Antony had worked with members of Office of Experiments whilst both were based at John Lathams Flat Time House between 2007-9. The commission followed the event The WAGER which was staged there. The REDACTOR was a manifestation of the commitment of OOE to the legacy of Latham, and the 'incidental person', whilst acknowledging the issues raised in the operations of APG and O+I (Members of OOE have had positions on the board of O+I - formerly APG).

THE REDACTOR is a stamped limited edition publication that features an exclusive interview with leading UK secrecy activist, campaigner and journalistic source, Mike Kenner (whose archive is featured in Dark Places) as well as incidental editorials, news and features from our correspondents in the field - Rich Pell (Nature Correspondent - Center for Post Natural History, US), Steve Rowell (US, Real Estate) and visual features by John Latham and Jenny Holzer.

The Launch issue is a stamped limited edition of 500 only, with free insert, and is produced by Office of Experiments. Design - with Design by Sara de Bondt. If you would like to obtain an electronic copy (unlimited as a PDF from late Jan 2010) please contact us.

Editorial from The Redactor.

The art of the redactor embodies the will to create and destroy - it is incidental to life itself.

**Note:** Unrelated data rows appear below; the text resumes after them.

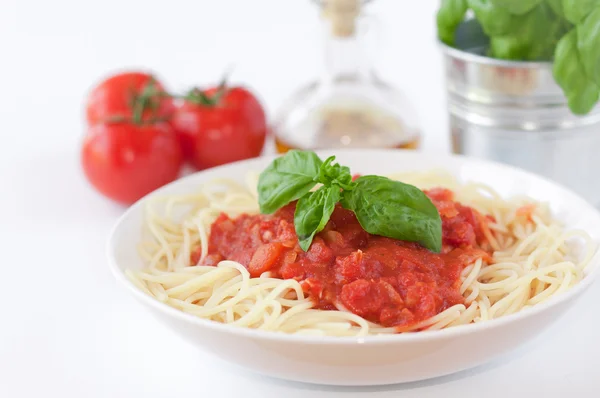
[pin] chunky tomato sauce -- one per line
(387, 281)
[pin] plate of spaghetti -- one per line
(359, 267)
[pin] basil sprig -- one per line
(382, 206)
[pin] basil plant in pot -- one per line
(523, 84)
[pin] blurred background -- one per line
(53, 52)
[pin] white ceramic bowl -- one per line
(376, 359)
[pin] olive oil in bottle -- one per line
(348, 106)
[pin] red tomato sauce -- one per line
(387, 281)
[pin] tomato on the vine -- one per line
(128, 95)
(130, 149)
(125, 161)
(220, 125)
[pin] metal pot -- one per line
(514, 112)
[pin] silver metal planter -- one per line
(514, 112)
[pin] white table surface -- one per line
(66, 328)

Redaction is foremost an incidental practice conducted by institutional power, a will to resist the judgement of those to whom it is accountable. Its aim is to control the means through which the intentions of institutional power are uncovered. Openness and freedom of information have thrown light into dark places, and have unwittingly created a deeper pattern of shadows, a new and highly ordered aesthetic based on pre-existing informational and communication structures.

The formal language of the Redactor generates blind spots in the machinery of our democratic will, both in language and its printed forms, systemically and across networks. But in order to anticipate and understand the Redactor’s motivation, we must acknowledge that to explore redaction is more than an effort to undermine open and accountable governance. The Redactor's remit instead extends from the intention to conceal in the name of a common good (to prevent the enemy from gaining access to the information) to the desire to negate language itself, a method of exploring a fantasy of the void.

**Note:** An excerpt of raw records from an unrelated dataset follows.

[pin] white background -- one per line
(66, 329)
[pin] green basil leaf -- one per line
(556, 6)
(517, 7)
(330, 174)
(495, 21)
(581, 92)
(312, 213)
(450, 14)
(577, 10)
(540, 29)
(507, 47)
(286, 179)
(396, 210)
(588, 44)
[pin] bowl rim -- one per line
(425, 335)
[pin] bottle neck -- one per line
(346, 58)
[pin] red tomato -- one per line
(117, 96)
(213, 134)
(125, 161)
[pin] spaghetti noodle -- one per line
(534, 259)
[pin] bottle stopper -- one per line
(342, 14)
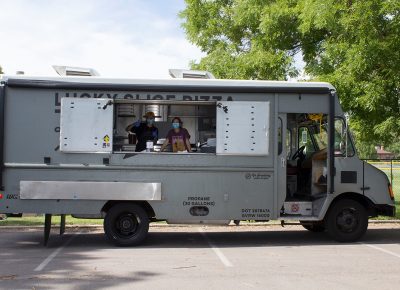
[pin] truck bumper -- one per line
(386, 210)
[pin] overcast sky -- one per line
(118, 38)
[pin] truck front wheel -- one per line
(347, 221)
(126, 224)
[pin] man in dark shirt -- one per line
(145, 131)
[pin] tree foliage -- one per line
(353, 44)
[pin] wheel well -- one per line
(144, 204)
(365, 201)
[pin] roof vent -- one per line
(190, 74)
(75, 71)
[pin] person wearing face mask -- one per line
(145, 131)
(178, 137)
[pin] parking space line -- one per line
(54, 254)
(382, 250)
(216, 250)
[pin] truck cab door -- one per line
(281, 159)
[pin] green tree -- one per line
(353, 44)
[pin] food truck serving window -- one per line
(243, 128)
(86, 125)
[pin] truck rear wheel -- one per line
(347, 221)
(126, 224)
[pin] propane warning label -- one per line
(255, 213)
(199, 201)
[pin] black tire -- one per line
(315, 227)
(346, 221)
(126, 224)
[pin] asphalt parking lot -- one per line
(199, 257)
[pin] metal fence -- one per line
(392, 169)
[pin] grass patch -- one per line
(39, 221)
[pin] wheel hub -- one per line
(127, 224)
(347, 220)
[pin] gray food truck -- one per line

Redaction further recognises its own temporal potential, for to redact is not only to remove information from circulation, possibly indefinitely, but also and more crucially to introduce time into language: the redacted information lingers unseen, hampering language’s assumed transparency and spurring the imagination to circumnavigate the occluded areas in order to reconstitute, bit by bit, the voided meaning.

Contrary to its intended institutional aims, redaction attracts attention to the truths that might otherwise have gone unnoticed, delaying judgment and stoking fear and righteous outrage that truth is being withheld. Under the effect of redaction’s cover-up, truth finds itself potentially multiplied, exceeding the apertures which open society considers to be the conduits for truth.

Here at the Redactor, however, we understand the incidental impulse that puts time and events in play, and are drawn to the questions that negate the usability of language. We appreciate that the subversion of meaning into form and back has become a malleable process bound not by physical materiality, but by communication and the social context, and through the flux and dynamics of events, which in turn become the substance and context of the Redactor’s practice.